Used to have a "cute" young possum that would come by and eat out of the cat dish. (Don't know if they can transmit rabies.) A raccoon chased off the possum. The raccoon was bad news, I had to attend to that one due to the trouble he was causing.

Haven't seen any more of either. You seem to have a lot more of them around.


----------



## backwoodsman (Jan 21, 2010)

Never heard the word cute and possum in the same sentence? 'Cept maybe that possum sure was cute after 17 of the 18 wheels off a semi hit him? lol. Some of the first possums we caught as kids were caught in an old 1 1/2 jump on the edge of a creek with sparrow for bait and flung up under the hollow in a small dead tree. Thats was our special set and a couple possums a week fell to it. Thats been awhile but that set produced several red fox's every year too once we started wearing gloves to set the 1 1/2. We set that trap opening day and pulled it on the last day of season. We thought we were Jim Bridgers when we sold those possums for Christmas money in '78 or '79 for $7 or so tops stretched and dried.


----------



## Bearfootfarm (Jul 13, 2006)

I have no problem catching them on the back deck beside the cat food bowl


----------



## backwoodsman (Jan 21, 2010)

Just reread the post on whether they can spread rabies, yes they can and are a big culprit around here due to their denning nature, nearness to man and density. Any ideas on the next critter? What about setlines/nets for rough fish, catfish etc? Brother just bought a hobby farm and one pond we'll have to remove quite a few snappers and smaller bluegill etc.


----------



## fishhead (Jul 19, 2006)

I used to have snappers on my commercial fish farm. I never considered them a problem but was concerned that one might tear open a pen where I had fish stored. That never happened and I never had a problem releasing them when I caught them in the seine as long as I didn't try to hold them out of the water.

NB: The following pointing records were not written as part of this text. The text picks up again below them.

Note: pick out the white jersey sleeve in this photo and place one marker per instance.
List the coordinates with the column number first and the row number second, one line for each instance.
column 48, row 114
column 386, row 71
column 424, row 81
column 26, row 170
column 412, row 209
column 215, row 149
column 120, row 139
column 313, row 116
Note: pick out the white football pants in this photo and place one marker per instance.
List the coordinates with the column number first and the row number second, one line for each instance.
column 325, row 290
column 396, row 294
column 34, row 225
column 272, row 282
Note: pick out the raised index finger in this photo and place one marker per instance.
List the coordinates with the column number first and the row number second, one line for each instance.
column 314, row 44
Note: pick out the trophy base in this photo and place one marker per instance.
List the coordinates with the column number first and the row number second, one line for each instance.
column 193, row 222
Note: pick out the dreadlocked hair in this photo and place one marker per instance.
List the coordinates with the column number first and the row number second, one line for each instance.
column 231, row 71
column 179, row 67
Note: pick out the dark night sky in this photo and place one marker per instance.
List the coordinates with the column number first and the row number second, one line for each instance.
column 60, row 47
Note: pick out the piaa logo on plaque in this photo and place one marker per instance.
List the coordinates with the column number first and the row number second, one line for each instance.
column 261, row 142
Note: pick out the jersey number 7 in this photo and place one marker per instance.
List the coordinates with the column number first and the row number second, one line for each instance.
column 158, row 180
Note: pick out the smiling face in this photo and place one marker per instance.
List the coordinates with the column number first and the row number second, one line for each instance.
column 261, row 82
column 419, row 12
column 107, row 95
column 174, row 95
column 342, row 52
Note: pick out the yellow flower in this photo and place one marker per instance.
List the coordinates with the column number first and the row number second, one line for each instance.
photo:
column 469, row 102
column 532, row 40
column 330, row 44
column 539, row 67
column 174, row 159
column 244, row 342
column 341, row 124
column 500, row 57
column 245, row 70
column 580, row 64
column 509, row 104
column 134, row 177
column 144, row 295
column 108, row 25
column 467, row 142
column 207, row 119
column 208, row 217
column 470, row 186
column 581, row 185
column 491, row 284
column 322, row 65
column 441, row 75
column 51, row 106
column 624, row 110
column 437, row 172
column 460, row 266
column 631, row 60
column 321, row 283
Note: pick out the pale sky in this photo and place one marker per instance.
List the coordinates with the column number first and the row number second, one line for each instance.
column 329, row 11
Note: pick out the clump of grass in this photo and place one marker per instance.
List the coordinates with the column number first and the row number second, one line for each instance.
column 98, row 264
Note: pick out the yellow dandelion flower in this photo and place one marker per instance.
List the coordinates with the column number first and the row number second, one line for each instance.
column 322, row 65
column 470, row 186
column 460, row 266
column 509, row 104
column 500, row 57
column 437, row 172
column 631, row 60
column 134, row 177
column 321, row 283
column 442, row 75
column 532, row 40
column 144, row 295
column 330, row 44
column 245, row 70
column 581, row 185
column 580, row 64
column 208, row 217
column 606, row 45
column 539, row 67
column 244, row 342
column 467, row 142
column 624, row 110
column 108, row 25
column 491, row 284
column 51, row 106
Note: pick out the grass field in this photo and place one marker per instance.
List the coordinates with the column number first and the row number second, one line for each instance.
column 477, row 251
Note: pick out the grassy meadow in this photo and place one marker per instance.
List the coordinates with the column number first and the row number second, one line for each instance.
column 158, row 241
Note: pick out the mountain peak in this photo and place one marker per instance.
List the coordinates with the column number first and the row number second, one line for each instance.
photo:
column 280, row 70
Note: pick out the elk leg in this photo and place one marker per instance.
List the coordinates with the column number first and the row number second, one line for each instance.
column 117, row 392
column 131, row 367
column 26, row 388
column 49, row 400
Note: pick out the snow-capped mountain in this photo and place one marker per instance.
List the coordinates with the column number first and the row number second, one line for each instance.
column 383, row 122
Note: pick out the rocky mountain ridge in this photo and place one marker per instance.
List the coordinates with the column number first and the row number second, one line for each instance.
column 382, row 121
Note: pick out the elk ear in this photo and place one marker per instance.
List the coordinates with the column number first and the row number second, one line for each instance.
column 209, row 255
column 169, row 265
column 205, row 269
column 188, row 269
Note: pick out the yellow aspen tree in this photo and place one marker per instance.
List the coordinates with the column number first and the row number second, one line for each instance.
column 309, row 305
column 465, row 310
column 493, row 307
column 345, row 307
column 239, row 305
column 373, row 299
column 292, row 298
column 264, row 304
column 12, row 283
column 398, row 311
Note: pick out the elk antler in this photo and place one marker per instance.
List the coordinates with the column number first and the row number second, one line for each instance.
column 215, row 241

One time I found some muskrat burrows in a dike so I set some conibears. One group of traps were all snapped. As I reset them I had to reach in the burrow so that I could square the trap up. When I reached in one I hit something hard with my fingertips. Tap, tap, tap then squish followed by clamping down on my finger and my hand getting shoved back out of the hole and then released. It turned out that a snapper had backed into the muskrat burrow and I had stuck my finger in it's mouth. Fortunately as soon as the snapper extended it's neck it opened it's mouth and withdrew it's head. It was only about 10" but I was lucky it didn't slice my finger open.


----------



## backwoodsman (Jan 21, 2010)

Brothers new hobby farm has one pond full of snappers. We need to thin them and their prey which is some kind of chub minnow and 3" or so bluegill. Got a 25lb flathead to drop in it today, few of the small fish should be thinned fairly quick. Bait baskets are thinning a few out, poison was suggested but I wont poison a pond. Hoop nets for the turtles are illegal here even on private property. We waded in and grabbed a few.


----------



## Phillip (Feb 6, 2006)

I've got a Havahart live box trap that catches them easy. I've caught them with eggs, canned tuna, cat food, and other similar bait.

Once caught they it is dispatched with a .22.


----------